Dubai: The Dubai Financial Market General Index (DFMGI) fell 48.64 or 1.27 per cent last week to close at 3,770.38, while market breadth was bearish with 29 declining issues and only five advancing. Volume was weak — the lowest level in eight weeks.

The near-term uptrend on a weekly basis remains in place (now heading into its twelfth week) as there is a series of higher highs and higher lows during that period. Earlier in the week the index slipped as selling pressure increased, but by the end of the week the DFMGI managed to close in the top half of the weekly range.

In other words, despite ending the week lower, the bulls have been able to hold the market up, even managing to take the index to a new high for the trend on Wednesday, before closing below it. Also, the relatively low volume on a down week is not indicative of sustainable selling pressure.

Regardless, there are signs for caution. Last week was the first down week in 11 weeks, a clear change in the pattern of consecutive higher closes over the prior 10 weeks. Nothing goes straight up forever (or down). As the DFMGI heads into the twelfth week of the short-term uptrend, just based on time the odds favour a correction or consolidation of some degree in the foreseeable future.

Given the sustained pattern of higher highs and higher lows of the weekly range, a move below last week’s low of 3,644.10 would be bearish for the short-term, while a daily close below that level would be needed for confirmation of weakness.

However, the week’s low at 3,586 from two week’s ago is not far from that price level. When put together the area around 3,644.10 and 3,586 can also be looked at as a potential zone of support. Further down is support in the area of 3,504.66. However, if a correction does come before the DFMGI moves higher, then a minimum drop could see a move down to at least the area of the 20-day exponential moving average, currently at 3,337.

Abu Dhabi

The Abu Dhabi Securities Exchange General Index (ADI) edged higher by 17.75 or 0.38 per cent to close at 4,673.07, just barely a new weekly closing high. Volume reached a seven-week low while market breadth shifted further to the bearish side, with 29 declining issues and 15 advancing. This is not particularly a sign of strength even though the index moved higher.

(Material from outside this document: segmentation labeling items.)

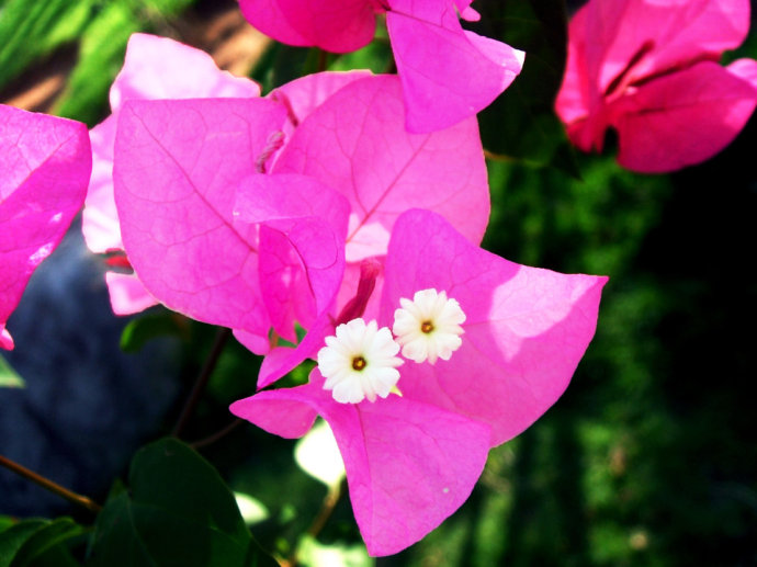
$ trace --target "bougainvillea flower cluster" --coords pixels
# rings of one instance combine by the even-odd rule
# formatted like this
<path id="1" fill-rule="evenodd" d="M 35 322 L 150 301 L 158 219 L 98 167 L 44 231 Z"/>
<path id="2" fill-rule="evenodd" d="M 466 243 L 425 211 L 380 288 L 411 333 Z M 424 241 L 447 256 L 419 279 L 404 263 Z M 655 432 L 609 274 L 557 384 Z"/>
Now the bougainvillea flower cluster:
<path id="1" fill-rule="evenodd" d="M 283 148 L 271 154 L 272 143 L 280 146 L 276 140 L 292 129 Z M 303 250 L 294 263 L 291 251 L 259 253 L 259 247 L 267 252 L 293 243 L 287 229 L 286 242 L 274 246 L 261 223 L 270 229 L 285 218 L 309 217 L 329 225 L 343 252 L 318 235 L 302 242 L 319 241 L 321 251 L 347 261 L 347 277 L 339 273 L 335 280 L 341 308 L 354 295 L 360 261 L 385 253 L 403 211 L 438 211 L 474 241 L 488 218 L 475 120 L 408 134 L 396 77 L 324 73 L 265 99 L 134 101 L 121 110 L 116 148 L 121 233 L 147 290 L 172 309 L 237 330 L 257 353 L 270 351 L 271 327 L 294 341 L 294 322 L 309 328 L 332 295 L 325 295 L 326 303 L 317 299 L 312 274 L 297 269 Z M 261 156 L 268 157 L 264 163 Z M 257 209 L 250 211 L 249 199 Z M 342 208 L 349 214 L 338 219 Z M 218 247 L 225 254 L 214 252 Z M 312 247 L 310 253 L 317 251 Z M 339 269 L 334 261 L 329 265 Z M 284 288 L 276 283 L 282 277 Z"/>
<path id="2" fill-rule="evenodd" d="M 520 73 L 524 54 L 465 31 L 477 20 L 466 0 L 240 0 L 246 18 L 274 39 L 352 52 L 386 14 L 410 132 L 445 128 L 488 106 Z"/>
<path id="3" fill-rule="evenodd" d="M 87 194 L 87 127 L 0 105 L 0 347 L 8 317 L 39 263 L 60 242 Z"/>
<path id="4" fill-rule="evenodd" d="M 465 314 L 460 349 L 436 364 L 377 361 L 380 370 L 398 372 L 398 394 L 376 397 L 368 384 L 358 404 L 346 404 L 351 400 L 325 382 L 321 370 L 330 372 L 335 361 L 319 355 L 308 384 L 259 393 L 231 411 L 285 438 L 305 434 L 316 415 L 324 417 L 369 552 L 397 553 L 462 504 L 490 447 L 520 433 L 560 397 L 594 336 L 605 281 L 508 262 L 438 214 L 408 211 L 392 233 L 373 334 L 377 325 L 391 337 L 403 298 L 443 290 Z M 373 351 L 395 358 L 398 344 L 388 348 L 387 337 L 365 344 L 362 319 L 347 326 L 355 324 L 363 342 L 350 352 L 359 362 L 352 374 L 370 370 Z"/>
<path id="5" fill-rule="evenodd" d="M 319 360 L 330 377 L 316 368 L 233 411 L 284 436 L 329 421 L 374 555 L 436 528 L 488 450 L 562 394 L 603 284 L 481 250 L 475 118 L 425 134 L 404 122 L 399 80 L 365 72 L 267 98 L 131 100 L 113 168 L 124 246 L 152 296 L 265 354 L 261 387 Z M 295 324 L 305 338 L 278 344 L 297 341 Z"/>
<path id="6" fill-rule="evenodd" d="M 601 151 L 618 133 L 621 166 L 673 171 L 711 158 L 757 104 L 757 61 L 718 61 L 742 44 L 748 0 L 591 0 L 569 24 L 556 111 L 570 140 Z"/>

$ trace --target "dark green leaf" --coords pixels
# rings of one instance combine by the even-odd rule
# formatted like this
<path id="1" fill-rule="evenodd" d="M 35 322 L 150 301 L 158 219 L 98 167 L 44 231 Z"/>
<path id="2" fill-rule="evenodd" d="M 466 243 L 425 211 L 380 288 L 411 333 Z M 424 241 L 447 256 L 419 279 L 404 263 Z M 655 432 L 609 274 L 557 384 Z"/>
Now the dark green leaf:
<path id="1" fill-rule="evenodd" d="M 565 68 L 567 15 L 564 0 L 521 0 L 476 5 L 477 33 L 526 52 L 515 82 L 479 113 L 484 147 L 502 159 L 552 165 L 577 175 L 577 167 L 554 100 Z"/>
<path id="2" fill-rule="evenodd" d="M 47 520 L 24 520 L 0 532 L 0 567 L 10 567 L 24 542 L 45 525 Z"/>
<path id="3" fill-rule="evenodd" d="M 26 567 L 84 529 L 70 518 L 25 520 L 0 533 L 0 567 Z"/>
<path id="4" fill-rule="evenodd" d="M 181 321 L 182 319 L 168 310 L 137 317 L 124 328 L 121 334 L 121 350 L 137 352 L 147 341 L 156 337 L 181 336 L 188 330 L 182 327 Z"/>
<path id="5" fill-rule="evenodd" d="M 265 565 L 218 473 L 183 443 L 140 450 L 129 487 L 98 518 L 89 566 Z"/>

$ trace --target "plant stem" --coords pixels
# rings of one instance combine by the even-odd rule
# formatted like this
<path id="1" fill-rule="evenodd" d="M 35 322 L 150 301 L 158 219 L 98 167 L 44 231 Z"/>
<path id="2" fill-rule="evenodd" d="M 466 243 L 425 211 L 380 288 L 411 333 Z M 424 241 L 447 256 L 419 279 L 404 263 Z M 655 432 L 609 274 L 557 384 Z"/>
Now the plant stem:
<path id="1" fill-rule="evenodd" d="M 194 443 L 190 443 L 190 446 L 191 446 L 192 449 L 200 449 L 200 447 L 207 446 L 207 445 L 210 445 L 210 444 L 212 444 L 212 443 L 215 443 L 215 442 L 218 441 L 219 439 L 223 439 L 223 438 L 225 438 L 226 435 L 228 435 L 231 431 L 234 431 L 235 429 L 237 429 L 237 428 L 238 428 L 239 426 L 241 426 L 244 422 L 245 422 L 244 419 L 237 418 L 237 419 L 235 419 L 234 421 L 231 421 L 228 426 L 226 426 L 224 429 L 222 429 L 222 430 L 219 430 L 219 431 L 216 431 L 216 432 L 213 433 L 212 435 L 207 435 L 206 438 L 203 438 L 203 439 L 201 439 L 201 440 L 199 440 L 199 441 L 195 441 Z"/>
<path id="2" fill-rule="evenodd" d="M 49 490 L 50 492 L 54 492 L 69 502 L 74 502 L 75 504 L 83 506 L 87 508 L 90 512 L 98 513 L 100 510 L 102 510 L 102 506 L 100 506 L 98 502 L 92 500 L 91 498 L 88 498 L 86 496 L 78 495 L 76 492 L 72 492 L 68 488 L 64 488 L 57 483 L 54 483 L 49 478 L 45 478 L 42 475 L 38 475 L 37 473 L 30 470 L 25 466 L 20 465 L 19 463 L 15 463 L 14 461 L 11 461 L 8 457 L 4 457 L 3 455 L 0 455 L 0 465 L 4 466 L 5 468 L 9 468 L 10 470 L 13 470 L 16 475 L 23 476 L 24 478 L 31 480 L 34 484 L 39 485 L 41 487 Z"/>
<path id="3" fill-rule="evenodd" d="M 226 345 L 226 341 L 230 336 L 231 329 L 227 329 L 226 327 L 218 329 L 218 332 L 215 336 L 215 341 L 213 342 L 213 348 L 211 349 L 211 353 L 207 355 L 205 364 L 203 365 L 202 371 L 200 371 L 197 379 L 194 382 L 194 386 L 192 387 L 192 392 L 184 402 L 184 407 L 181 409 L 181 415 L 179 416 L 177 424 L 173 427 L 173 431 L 171 431 L 171 435 L 174 438 L 178 438 L 187 426 L 192 411 L 194 411 L 197 401 L 200 401 L 200 396 L 203 389 L 205 389 L 205 386 L 207 385 L 207 381 L 211 379 L 211 374 L 213 374 L 213 370 L 221 358 L 221 353 Z"/>

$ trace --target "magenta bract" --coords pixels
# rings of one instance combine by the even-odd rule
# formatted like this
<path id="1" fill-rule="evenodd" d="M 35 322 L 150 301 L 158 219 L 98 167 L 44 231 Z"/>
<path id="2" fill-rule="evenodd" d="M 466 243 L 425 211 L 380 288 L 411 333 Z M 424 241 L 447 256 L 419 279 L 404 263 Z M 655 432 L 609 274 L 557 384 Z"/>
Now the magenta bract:
<path id="1" fill-rule="evenodd" d="M 0 347 L 32 272 L 81 208 L 92 168 L 87 127 L 0 105 Z"/>
<path id="2" fill-rule="evenodd" d="M 133 34 L 124 66 L 111 87 L 112 114 L 92 128 L 92 179 L 82 215 L 82 233 L 90 250 L 123 250 L 118 216 L 113 201 L 113 146 L 118 112 L 127 100 L 258 97 L 249 79 L 218 69 L 206 53 L 168 37 Z M 156 299 L 132 274 L 111 272 L 106 277 L 113 311 L 140 311 Z"/>
<path id="3" fill-rule="evenodd" d="M 520 73 L 523 53 L 460 25 L 476 19 L 470 2 L 451 0 L 240 0 L 261 32 L 290 44 L 352 52 L 369 44 L 375 14 L 386 25 L 402 78 L 406 127 L 422 133 L 475 115 Z"/>
<path id="4" fill-rule="evenodd" d="M 570 21 L 556 111 L 570 140 L 601 151 L 618 132 L 618 161 L 660 173 L 711 158 L 757 103 L 757 61 L 716 61 L 749 27 L 747 0 L 591 0 Z"/>
<path id="5" fill-rule="evenodd" d="M 444 290 L 467 315 L 459 352 L 433 366 L 406 362 L 402 397 L 339 404 L 316 368 L 308 384 L 262 392 L 231 412 L 286 438 L 326 419 L 369 553 L 397 553 L 465 501 L 492 446 L 560 397 L 594 336 L 606 281 L 508 262 L 441 216 L 409 211 L 393 228 L 378 324 L 391 326 L 400 297 Z"/>

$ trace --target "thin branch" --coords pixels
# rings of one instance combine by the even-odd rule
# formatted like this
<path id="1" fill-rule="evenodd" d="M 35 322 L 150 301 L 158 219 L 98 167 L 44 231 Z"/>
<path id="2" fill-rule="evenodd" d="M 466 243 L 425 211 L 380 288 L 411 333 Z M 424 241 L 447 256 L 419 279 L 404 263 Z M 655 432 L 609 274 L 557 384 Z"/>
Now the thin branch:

The odds for a correction lower or choppy consolidation phase continue to be high for the foreseeable future. This doesn’t mean it will happen, just that there is a greater chance that it could. For a short time last week the ADI did drop below the prior week’s low, the first time this has happened in eleven weeks. Regardless, the index did recover nicely given where it finished the week.

A daily close below last week’s low of 4,497.11 would be needed for a clear short-term bearish signal. The behaviour of the drop after that, its momentum and volume levels, would give us an indication of its potential significance.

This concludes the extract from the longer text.